During those 3 weeks of waiting - I must have “air-planed” (think air-guitar) my bench 30 times a day. I even made an Aluminum mock-up blade just so I could get a sense of how it would look and feel.
The next 10 photos are my typical balcony photos.
The plane has a radius across the front and is angled forward slightly.
My friend Tracey took these next shots.
(all metal, no wood)
The pair of Bayfield rebate planes and the rebate panel planes (No1R) were also coming to life as I was working on this plane. I know for certain that they each contributed to the others success. It was a rather incredible few months as all this was going on.
The last, and somewhat comical challenge to this plane, was naming it. For lack of a better name, I started calling it the “coffin panel plane” (which is ghastly). This is an unconventional plane, and needed a name that matched. Which was fine by me... I did not want to follow the non-sensical Norris, Spiers or Stanley naming/numbering system (this is the subject of a blog entry all on its own). This new plane will be called the K13. K13 because it is 13 long.

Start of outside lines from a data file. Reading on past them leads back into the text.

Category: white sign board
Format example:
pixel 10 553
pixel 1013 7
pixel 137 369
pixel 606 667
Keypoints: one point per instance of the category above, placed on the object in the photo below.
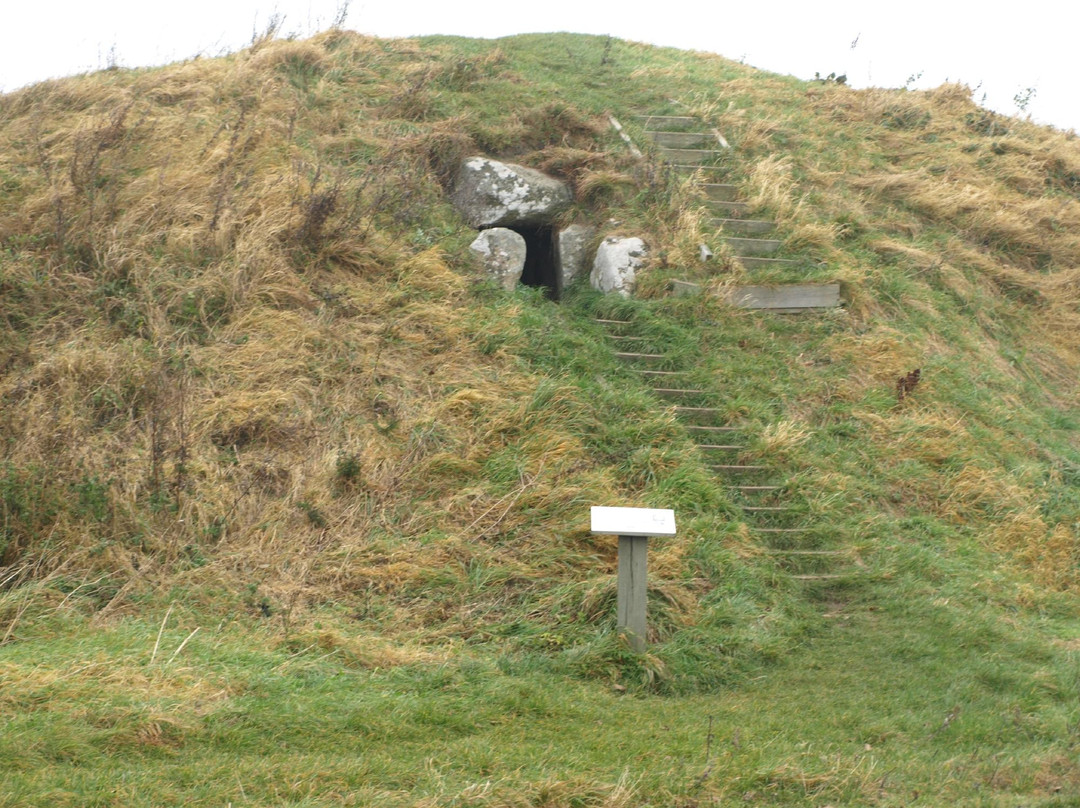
pixel 633 521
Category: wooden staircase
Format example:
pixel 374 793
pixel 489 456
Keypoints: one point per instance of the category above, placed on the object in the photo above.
pixel 683 143
pixel 774 513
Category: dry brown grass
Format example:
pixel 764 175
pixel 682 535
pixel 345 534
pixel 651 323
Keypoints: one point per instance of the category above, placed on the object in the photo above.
pixel 233 313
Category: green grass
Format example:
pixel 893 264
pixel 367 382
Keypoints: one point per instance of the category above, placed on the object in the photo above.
pixel 347 481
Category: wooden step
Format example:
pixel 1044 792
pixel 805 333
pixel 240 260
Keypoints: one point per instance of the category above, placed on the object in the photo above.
pixel 680 139
pixel 744 226
pixel 659 374
pixel 635 357
pixel 728 207
pixel 689 157
pixel 753 246
pixel 751 261
pixel 720 191
pixel 788 298
pixel 666 120
pixel 678 391
pixel 691 169
pixel 685 288
pixel 773 551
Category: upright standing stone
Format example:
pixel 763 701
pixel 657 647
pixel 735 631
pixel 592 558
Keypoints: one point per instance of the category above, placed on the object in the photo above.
pixel 615 268
pixel 572 254
pixel 501 253
pixel 489 193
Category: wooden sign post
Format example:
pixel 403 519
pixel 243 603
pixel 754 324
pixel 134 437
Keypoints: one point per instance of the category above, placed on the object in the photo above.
pixel 633 526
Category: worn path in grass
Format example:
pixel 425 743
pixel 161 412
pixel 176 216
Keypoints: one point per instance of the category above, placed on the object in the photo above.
pixel 893 700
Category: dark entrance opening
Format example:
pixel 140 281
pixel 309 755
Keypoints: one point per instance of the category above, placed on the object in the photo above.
pixel 541 267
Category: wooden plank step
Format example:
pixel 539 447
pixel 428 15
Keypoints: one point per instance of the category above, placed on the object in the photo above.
pixel 659 374
pixel 678 391
pixel 667 120
pixel 688 157
pixel 752 227
pixel 685 288
pixel 752 261
pixel 786 297
pixel 753 246
pixel 773 551
pixel 721 191
pixel 680 139
pixel 728 209
pixel 691 169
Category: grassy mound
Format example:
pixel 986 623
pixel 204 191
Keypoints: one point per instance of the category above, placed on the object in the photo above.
pixel 252 381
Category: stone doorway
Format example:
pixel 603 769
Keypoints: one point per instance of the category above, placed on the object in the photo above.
pixel 541 251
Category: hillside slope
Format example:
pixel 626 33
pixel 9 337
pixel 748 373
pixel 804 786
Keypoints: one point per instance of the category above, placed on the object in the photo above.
pixel 252 380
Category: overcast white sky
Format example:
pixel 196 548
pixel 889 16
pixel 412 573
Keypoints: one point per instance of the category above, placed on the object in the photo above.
pixel 998 50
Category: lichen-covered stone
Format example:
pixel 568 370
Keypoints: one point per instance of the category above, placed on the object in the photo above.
pixel 572 254
pixel 501 254
pixel 489 193
pixel 616 265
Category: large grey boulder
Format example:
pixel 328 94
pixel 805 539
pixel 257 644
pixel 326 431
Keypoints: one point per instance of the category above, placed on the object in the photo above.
pixel 616 265
pixel 489 193
pixel 571 254
pixel 501 254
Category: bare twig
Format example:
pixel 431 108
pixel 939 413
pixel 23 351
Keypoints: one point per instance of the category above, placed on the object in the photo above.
pixel 177 651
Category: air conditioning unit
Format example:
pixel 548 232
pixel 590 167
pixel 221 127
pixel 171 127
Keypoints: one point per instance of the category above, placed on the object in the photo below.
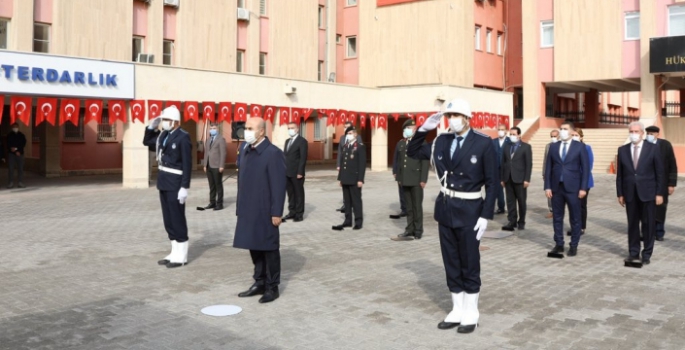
pixel 243 14
pixel 145 58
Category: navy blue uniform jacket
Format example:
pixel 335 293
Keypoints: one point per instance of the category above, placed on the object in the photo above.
pixel 176 154
pixel 261 194
pixel 474 167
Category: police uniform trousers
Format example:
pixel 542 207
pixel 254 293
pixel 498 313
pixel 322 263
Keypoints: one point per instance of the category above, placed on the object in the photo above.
pixel 352 200
pixel 174 214
pixel 413 197
pixel 267 267
pixel 216 187
pixel 560 200
pixel 461 257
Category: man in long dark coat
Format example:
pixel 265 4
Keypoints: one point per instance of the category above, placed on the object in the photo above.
pixel 261 193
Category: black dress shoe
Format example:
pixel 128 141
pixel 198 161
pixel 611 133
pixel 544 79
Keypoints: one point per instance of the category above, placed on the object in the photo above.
pixel 447 325
pixel 254 290
pixel 269 296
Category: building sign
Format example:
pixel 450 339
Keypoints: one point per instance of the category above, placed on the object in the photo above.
pixel 45 75
pixel 667 54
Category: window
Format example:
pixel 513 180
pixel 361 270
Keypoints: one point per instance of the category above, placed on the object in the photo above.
pixel 4 32
pixel 138 47
pixel 676 20
pixel 41 37
pixel 547 34
pixel 106 131
pixel 262 7
pixel 168 58
pixel 499 44
pixel 632 26
pixel 262 63
pixel 239 61
pixel 351 46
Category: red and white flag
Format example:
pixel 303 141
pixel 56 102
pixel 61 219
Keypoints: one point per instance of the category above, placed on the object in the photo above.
pixel 46 110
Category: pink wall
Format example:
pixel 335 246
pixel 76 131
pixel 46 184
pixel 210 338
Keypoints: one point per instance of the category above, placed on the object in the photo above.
pixel 139 18
pixel 42 11
pixel 6 8
pixel 169 23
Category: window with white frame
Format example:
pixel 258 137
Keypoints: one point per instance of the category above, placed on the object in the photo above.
pixel 168 52
pixel 632 26
pixel 41 37
pixel 4 32
pixel 351 46
pixel 676 20
pixel 547 34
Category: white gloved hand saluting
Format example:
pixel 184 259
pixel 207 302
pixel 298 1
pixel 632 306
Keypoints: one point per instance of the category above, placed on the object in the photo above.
pixel 481 226
pixel 431 123
pixel 182 195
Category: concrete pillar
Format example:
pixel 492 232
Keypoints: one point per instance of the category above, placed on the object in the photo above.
pixel 50 150
pixel 136 159
pixel 379 149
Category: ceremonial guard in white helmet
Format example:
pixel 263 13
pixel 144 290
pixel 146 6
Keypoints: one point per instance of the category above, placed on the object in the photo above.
pixel 174 157
pixel 464 161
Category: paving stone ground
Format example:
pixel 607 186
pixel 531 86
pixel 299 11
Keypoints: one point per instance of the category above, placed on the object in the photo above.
pixel 78 271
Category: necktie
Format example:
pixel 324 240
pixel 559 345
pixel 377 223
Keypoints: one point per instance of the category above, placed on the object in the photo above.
pixel 635 155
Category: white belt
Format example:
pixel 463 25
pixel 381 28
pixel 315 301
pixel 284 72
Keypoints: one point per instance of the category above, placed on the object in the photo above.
pixel 171 170
pixel 462 195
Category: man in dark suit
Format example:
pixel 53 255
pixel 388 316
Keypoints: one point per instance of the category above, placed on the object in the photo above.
pixel 175 161
pixel 261 193
pixel 639 184
pixel 566 182
pixel 670 176
pixel 411 174
pixel 464 161
pixel 214 161
pixel 517 166
pixel 295 161
pixel 351 179
pixel 500 142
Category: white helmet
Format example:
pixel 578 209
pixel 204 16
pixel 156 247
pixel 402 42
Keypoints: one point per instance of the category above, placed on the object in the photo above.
pixel 458 106
pixel 171 113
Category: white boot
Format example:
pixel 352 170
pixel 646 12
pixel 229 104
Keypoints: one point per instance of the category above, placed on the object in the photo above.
pixel 469 320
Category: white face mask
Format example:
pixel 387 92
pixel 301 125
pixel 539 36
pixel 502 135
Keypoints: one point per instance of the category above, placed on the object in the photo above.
pixel 250 136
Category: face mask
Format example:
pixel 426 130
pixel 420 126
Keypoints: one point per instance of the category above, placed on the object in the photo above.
pixel 634 138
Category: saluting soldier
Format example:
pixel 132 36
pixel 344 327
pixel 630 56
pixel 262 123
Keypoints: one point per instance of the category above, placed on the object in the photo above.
pixel 411 175
pixel 351 179
pixel 464 162
pixel 174 158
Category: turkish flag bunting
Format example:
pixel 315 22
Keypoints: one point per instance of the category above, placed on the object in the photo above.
pixel 208 111
pixel 240 114
pixel 46 110
pixel 69 111
pixel 191 111
pixel 225 111
pixel 117 111
pixel 20 109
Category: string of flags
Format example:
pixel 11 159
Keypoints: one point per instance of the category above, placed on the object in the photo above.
pixel 70 110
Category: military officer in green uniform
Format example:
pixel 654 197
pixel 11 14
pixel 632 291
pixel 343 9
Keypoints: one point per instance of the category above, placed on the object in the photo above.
pixel 411 174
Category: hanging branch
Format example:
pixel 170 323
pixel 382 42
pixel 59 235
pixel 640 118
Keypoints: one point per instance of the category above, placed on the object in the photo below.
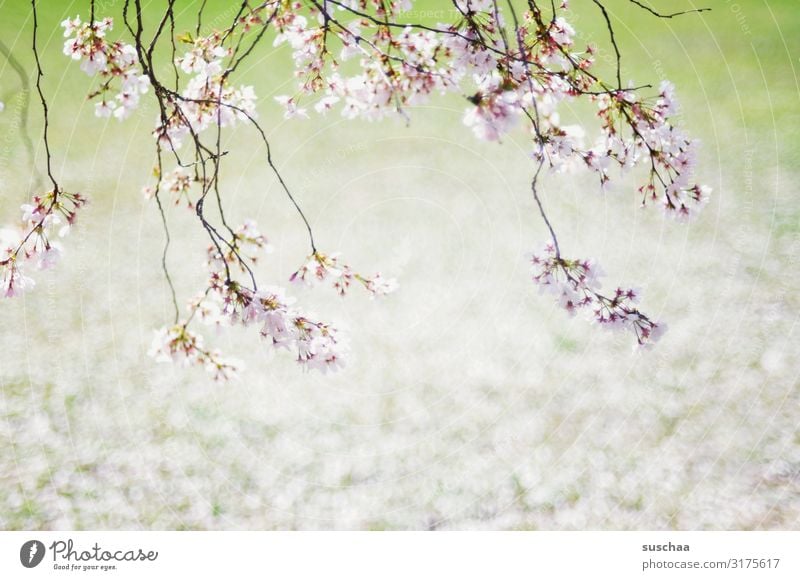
pixel 506 70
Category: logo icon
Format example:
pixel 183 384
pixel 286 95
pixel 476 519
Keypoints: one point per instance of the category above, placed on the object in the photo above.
pixel 31 553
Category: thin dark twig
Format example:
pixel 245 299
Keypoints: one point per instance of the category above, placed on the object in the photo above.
pixel 24 109
pixel 672 15
pixel 39 75
pixel 613 41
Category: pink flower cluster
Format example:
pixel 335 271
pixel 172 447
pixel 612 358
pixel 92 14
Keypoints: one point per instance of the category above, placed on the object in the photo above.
pixel 576 286
pixel 320 267
pixel 32 242
pixel 508 79
pixel 208 99
pixel 227 302
pixel 111 60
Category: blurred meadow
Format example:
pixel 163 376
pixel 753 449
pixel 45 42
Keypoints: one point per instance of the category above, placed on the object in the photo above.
pixel 469 400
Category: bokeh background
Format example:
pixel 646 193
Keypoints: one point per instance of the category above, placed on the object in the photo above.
pixel 469 400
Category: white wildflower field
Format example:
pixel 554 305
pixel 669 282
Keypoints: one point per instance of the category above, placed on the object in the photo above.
pixel 466 394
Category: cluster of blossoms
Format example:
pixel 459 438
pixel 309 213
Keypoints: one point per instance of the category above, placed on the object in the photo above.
pixel 364 58
pixel 320 267
pixel 208 99
pixel 31 242
pixel 227 302
pixel 177 184
pixel 576 286
pixel 510 78
pixel 86 42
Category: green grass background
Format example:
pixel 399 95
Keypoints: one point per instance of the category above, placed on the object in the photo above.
pixel 470 401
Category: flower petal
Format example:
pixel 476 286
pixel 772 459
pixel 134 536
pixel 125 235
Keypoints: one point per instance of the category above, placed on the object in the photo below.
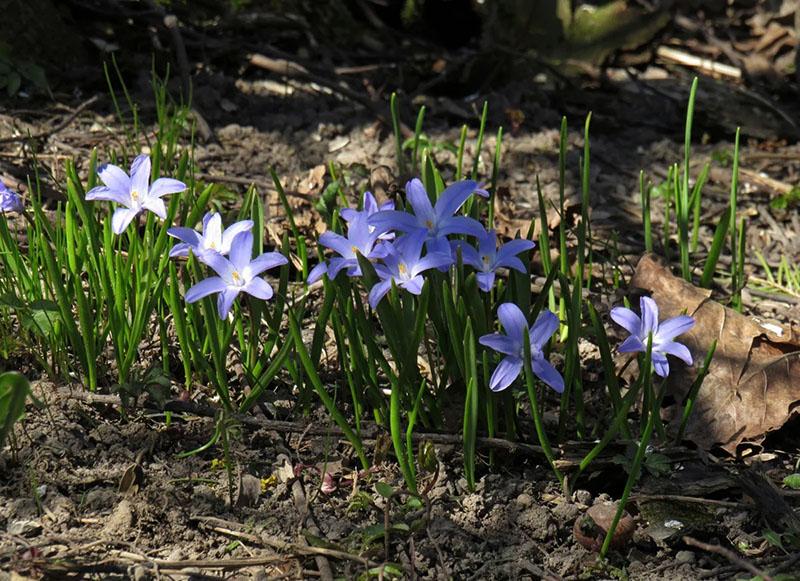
pixel 121 219
pixel 140 176
pixel 219 264
pixel 675 326
pixel 109 194
pixel 505 373
pixel 241 250
pixel 187 235
pixel 337 264
pixel 500 343
pixel 545 371
pixel 453 197
pixel 393 220
pixel 259 288
pixel 414 285
pixel 485 281
pixel 115 178
pixel 212 232
pixel 632 345
pixel 515 247
pixel 181 249
pixel 660 365
pixel 420 202
pixel 627 319
pixel 514 322
pixel 155 205
pixel 678 350
pixel 369 204
pixel 546 324
pixel 231 231
pixel 348 214
pixel 316 273
pixel 204 288
pixel 649 310
pixel 166 186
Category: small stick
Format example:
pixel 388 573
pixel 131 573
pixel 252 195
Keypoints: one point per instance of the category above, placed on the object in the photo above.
pixel 694 499
pixel 728 554
pixel 684 58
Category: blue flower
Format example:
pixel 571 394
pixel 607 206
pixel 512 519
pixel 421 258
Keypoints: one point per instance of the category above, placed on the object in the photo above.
pixel 212 240
pixel 663 334
pixel 436 221
pixel 370 207
pixel 403 265
pixel 134 192
pixel 487 258
pixel 9 200
pixel 237 274
pixel 361 239
pixel 512 345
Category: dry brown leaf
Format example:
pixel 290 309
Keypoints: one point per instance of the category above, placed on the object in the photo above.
pixel 753 383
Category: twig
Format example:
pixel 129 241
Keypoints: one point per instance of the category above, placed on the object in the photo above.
pixel 308 522
pixel 684 58
pixel 61 126
pixel 693 499
pixel 728 554
pixel 226 527
pixel 262 184
pixel 369 431
pixel 203 563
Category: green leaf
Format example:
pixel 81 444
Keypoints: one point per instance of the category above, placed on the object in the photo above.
pixel 792 481
pixel 41 317
pixel 384 489
pixel 14 391
pixel 14 83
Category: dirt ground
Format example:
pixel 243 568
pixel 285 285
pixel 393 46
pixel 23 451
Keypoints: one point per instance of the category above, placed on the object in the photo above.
pixel 90 490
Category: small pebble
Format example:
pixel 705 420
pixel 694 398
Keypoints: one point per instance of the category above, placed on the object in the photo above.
pixel 524 500
pixel 24 528
pixel 583 497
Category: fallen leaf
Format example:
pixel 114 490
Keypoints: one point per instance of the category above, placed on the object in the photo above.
pixel 751 388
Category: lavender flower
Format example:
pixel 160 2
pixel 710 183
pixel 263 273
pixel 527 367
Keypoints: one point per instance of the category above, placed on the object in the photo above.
pixel 237 274
pixel 512 345
pixel 370 207
pixel 436 221
pixel 663 333
pixel 134 192
pixel 361 239
pixel 487 258
pixel 213 239
pixel 9 200
pixel 403 266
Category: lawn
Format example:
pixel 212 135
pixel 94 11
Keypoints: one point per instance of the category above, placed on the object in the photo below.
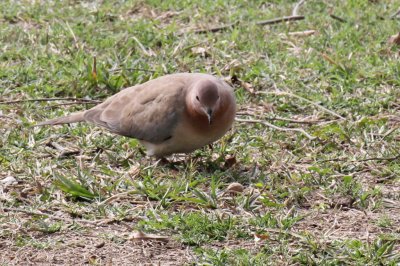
pixel 308 175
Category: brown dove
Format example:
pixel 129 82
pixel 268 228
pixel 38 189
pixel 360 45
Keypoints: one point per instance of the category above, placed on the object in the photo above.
pixel 176 113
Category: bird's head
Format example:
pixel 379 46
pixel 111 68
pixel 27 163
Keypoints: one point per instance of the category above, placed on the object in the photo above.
pixel 205 99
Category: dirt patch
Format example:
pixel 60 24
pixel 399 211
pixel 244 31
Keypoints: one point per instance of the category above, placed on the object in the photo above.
pixel 72 248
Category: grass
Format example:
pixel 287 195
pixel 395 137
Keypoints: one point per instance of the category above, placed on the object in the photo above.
pixel 331 200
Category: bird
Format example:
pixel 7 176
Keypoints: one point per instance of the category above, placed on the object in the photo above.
pixel 175 113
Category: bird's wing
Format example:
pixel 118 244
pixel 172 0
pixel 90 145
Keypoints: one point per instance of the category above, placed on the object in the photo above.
pixel 149 111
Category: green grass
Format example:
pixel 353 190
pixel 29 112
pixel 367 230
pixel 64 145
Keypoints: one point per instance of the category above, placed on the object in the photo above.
pixel 332 200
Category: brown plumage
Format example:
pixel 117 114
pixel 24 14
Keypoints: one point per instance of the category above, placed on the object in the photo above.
pixel 175 113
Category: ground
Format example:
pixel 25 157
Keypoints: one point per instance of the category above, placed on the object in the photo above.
pixel 309 174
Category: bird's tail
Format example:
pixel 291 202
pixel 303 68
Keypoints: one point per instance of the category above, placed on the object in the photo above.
pixel 72 118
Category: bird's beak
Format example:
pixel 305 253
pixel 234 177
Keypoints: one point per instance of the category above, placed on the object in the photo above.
pixel 209 116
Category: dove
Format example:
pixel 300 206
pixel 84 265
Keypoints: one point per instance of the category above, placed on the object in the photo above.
pixel 176 113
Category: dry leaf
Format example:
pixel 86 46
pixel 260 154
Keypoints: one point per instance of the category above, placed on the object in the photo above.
pixel 394 39
pixel 258 237
pixel 247 86
pixel 200 51
pixel 235 188
pixel 230 161
pixel 142 236
pixel 9 180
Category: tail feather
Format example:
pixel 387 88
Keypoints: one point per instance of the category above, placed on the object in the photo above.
pixel 72 118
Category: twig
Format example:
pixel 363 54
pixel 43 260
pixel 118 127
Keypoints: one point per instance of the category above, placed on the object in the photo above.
pixel 10 118
pixel 218 28
pixel 50 99
pixel 48 215
pixel 302 98
pixel 276 127
pixel 395 14
pixel 295 11
pixel 302 33
pixel 261 23
pixel 361 160
pixel 278 118
pixel 73 35
pixel 338 18
pixel 279 20
pixel 132 69
pixel 66 104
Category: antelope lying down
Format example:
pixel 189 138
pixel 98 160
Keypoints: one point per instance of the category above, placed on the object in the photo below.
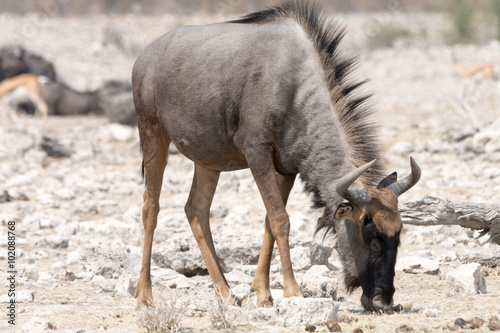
pixel 270 92
pixel 23 88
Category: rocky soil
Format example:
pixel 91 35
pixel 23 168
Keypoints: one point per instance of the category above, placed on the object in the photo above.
pixel 77 216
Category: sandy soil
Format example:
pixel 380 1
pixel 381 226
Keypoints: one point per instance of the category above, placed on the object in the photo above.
pixel 416 99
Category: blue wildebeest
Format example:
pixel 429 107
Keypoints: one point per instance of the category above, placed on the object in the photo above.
pixel 15 60
pixel 270 92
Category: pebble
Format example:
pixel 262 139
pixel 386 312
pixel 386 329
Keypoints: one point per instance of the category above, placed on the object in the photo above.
pixel 333 326
pixel 432 313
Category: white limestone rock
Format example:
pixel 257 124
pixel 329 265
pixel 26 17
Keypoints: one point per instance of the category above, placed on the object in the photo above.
pixel 466 280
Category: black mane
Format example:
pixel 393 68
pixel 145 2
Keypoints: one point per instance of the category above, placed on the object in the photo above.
pixel 350 103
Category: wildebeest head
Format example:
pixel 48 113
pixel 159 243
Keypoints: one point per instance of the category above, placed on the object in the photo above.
pixel 368 226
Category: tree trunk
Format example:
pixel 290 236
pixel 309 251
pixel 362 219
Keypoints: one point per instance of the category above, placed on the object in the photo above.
pixel 437 211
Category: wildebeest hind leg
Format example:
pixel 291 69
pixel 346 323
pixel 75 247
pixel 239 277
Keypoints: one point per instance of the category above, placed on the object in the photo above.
pixel 155 144
pixel 261 279
pixel 198 214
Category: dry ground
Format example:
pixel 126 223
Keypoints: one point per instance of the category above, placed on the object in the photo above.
pixel 415 96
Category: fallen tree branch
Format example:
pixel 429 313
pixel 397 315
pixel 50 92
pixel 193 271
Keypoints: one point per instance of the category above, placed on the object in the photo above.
pixel 437 211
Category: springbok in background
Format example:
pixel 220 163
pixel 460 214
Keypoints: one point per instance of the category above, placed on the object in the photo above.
pixel 22 88
pixel 476 77
pixel 270 92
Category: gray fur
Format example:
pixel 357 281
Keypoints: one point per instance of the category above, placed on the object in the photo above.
pixel 272 81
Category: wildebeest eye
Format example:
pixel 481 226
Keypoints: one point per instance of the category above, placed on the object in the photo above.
pixel 375 245
pixel 367 221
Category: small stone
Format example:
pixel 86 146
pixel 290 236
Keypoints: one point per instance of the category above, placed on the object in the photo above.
pixel 460 322
pixel 347 319
pixel 397 308
pixel 494 324
pixel 297 311
pixel 106 285
pixel 404 328
pixel 417 265
pixel 125 286
pixel 241 291
pixel 237 277
pixel 25 296
pixel 73 257
pixel 333 326
pixel 37 325
pixel 432 312
pixel 475 323
pixel 466 280
pixel 310 328
pixel 407 306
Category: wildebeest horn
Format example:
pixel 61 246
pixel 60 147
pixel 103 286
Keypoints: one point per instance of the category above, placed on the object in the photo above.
pixel 406 183
pixel 355 196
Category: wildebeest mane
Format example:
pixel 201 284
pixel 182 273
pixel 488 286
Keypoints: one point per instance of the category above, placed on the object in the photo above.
pixel 349 102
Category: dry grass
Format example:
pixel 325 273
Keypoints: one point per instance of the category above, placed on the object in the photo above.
pixel 220 312
pixel 165 315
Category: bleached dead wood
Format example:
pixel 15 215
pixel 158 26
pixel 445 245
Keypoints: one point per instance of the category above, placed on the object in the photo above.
pixel 485 259
pixel 438 211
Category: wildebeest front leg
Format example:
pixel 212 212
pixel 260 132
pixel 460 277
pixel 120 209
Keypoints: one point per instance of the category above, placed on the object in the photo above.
pixel 198 214
pixel 261 279
pixel 261 164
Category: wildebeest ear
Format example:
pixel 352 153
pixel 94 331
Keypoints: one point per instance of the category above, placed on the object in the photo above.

The first outing for the K13 will be Lie-Nielsen’s 30th Anniversary Open House on July 15th and 16th. I am thrilled to be attending this event and visiting with fellow toolmakers and woodworkers. If you are in the area, please stop by and say hello and take the K13 for a spin.
I would like to thank my friend Derrick for tossing the gauntlet in the first place. He clearly knew something that I didn’t, planted the seed, and waited patiently. He continues to show incredible patience as I am just getting started on his Blackwood filled K13.
Hmm... I wonder what a K7 will look like?